To take appropriate stock of the state of American retirement at the moment, Munnell and her colleagues use the National Retirement Risk Index (NRRI), which compares SCF households’ projected replacement rates — or retirement income as a percentage of pre-retirement income — with target rates “that would allow them to maintain their living standard and then calculates the percentage falling short,” she writes.

After updating important data points and using the new data to calculate the financial and housing wealth of Americans at the age of 65, annuity income is then re-estimated based on reverse mortgage and interest rates. The ultimate results showed some improvement, but that improvement was tepid.

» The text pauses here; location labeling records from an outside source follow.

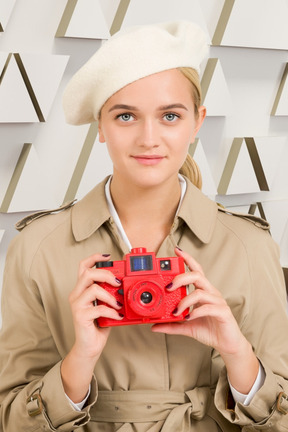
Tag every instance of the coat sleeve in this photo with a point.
(31, 392)
(266, 327)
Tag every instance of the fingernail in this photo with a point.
(169, 286)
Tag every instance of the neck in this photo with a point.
(146, 214)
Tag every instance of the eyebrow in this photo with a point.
(123, 106)
(133, 108)
(176, 105)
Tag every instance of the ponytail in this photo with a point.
(191, 170)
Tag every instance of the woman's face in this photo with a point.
(148, 127)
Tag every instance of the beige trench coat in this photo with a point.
(143, 381)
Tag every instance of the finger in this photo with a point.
(96, 292)
(94, 313)
(91, 275)
(220, 312)
(196, 299)
(189, 261)
(90, 261)
(193, 278)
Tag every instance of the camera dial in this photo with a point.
(146, 297)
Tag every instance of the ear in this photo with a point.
(198, 122)
(201, 117)
(100, 133)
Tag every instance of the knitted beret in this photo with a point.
(129, 55)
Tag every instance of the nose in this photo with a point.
(149, 134)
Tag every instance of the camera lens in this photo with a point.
(146, 297)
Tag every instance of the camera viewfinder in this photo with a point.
(141, 263)
(165, 265)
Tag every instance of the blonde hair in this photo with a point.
(190, 168)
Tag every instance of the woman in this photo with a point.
(222, 368)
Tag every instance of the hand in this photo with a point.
(212, 323)
(210, 320)
(78, 366)
(90, 339)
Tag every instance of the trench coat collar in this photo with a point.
(197, 211)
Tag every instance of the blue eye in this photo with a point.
(125, 117)
(170, 117)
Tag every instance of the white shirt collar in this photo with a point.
(114, 213)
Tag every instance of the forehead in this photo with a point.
(165, 87)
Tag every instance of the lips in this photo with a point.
(148, 159)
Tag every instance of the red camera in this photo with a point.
(143, 293)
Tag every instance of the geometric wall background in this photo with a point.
(242, 148)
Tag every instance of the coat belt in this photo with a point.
(150, 406)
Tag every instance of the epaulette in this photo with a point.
(30, 218)
(259, 222)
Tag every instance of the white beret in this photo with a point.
(129, 55)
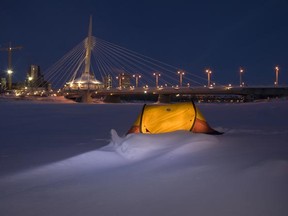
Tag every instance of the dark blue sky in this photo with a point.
(193, 35)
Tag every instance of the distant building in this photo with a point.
(124, 80)
(108, 81)
(34, 78)
(3, 83)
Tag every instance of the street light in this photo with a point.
(137, 77)
(241, 72)
(277, 76)
(9, 72)
(157, 75)
(181, 73)
(209, 72)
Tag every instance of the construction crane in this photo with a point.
(10, 70)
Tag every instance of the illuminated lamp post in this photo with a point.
(180, 73)
(9, 72)
(241, 72)
(277, 76)
(157, 75)
(30, 78)
(209, 72)
(137, 77)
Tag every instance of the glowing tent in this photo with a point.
(166, 118)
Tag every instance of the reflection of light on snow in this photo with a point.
(141, 146)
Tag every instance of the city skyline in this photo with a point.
(192, 36)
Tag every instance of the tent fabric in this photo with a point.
(167, 118)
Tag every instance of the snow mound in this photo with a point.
(144, 146)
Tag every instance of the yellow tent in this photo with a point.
(166, 118)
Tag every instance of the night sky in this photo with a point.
(193, 35)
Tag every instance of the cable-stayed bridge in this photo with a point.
(96, 67)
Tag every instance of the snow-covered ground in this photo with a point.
(60, 158)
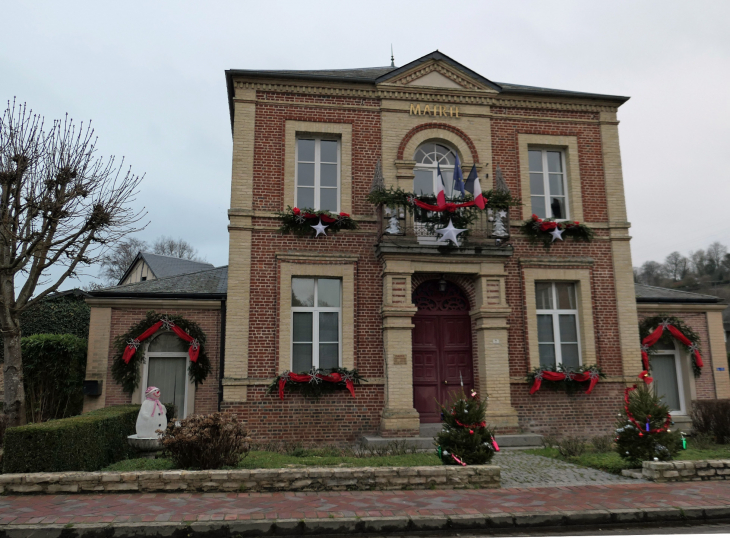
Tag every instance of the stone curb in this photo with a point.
(365, 525)
(256, 480)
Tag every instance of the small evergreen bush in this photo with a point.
(712, 417)
(86, 442)
(465, 433)
(634, 443)
(54, 368)
(206, 441)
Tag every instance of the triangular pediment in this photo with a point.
(436, 70)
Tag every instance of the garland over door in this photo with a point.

“Because the three years from 2016 to 2019 were a period of solid economic growth accompanied by strong stock and housing markets, we expected the NRRI to have improved in this span. And it did,” she writes. “But the improvement was modest for several reasons.”

One reason is that stock market gains were primarily enjoyed by those who were not already at risk, while another reason is that real interest rates continued to decline, meaning that less value was derived from inherited wealth. A third reason is that a generally positive occurrence — wage growth for lower-income people — was accompanied by lower projected Social Security replacement rates.

2019 data is helpful, but the absence of 2020 data — where the American financial system suffered a notable economic shock that persists today — makes the picture incomplete, Munnell says.

“COVID-19 and the resulting surge in unemployment have inevitably made the situation worse,” she says. “Indeed, our estimate shows that if the SCF had been conducted in 2020 instead of 2019, the NRRI would have been 2 percentage points higher—51% versus 49%.”

That increase may seem very modest, but only serves to reinforce a truth about American retirement that will need to be confronted, she says.

“The bottom line is that updates to the NRRI confirm what we already know — half of today’s households will not have enough retirement income to maintain their pre-retirement standard of living, even if they work to age 65 and annuitize all their financial assets, including the receipts from a reverse mortgage on their homes,” she says. “We need to fix our retirement system. Only universal coverage at work will allow workers to accumulate adequate resources to maintain their standard of living.”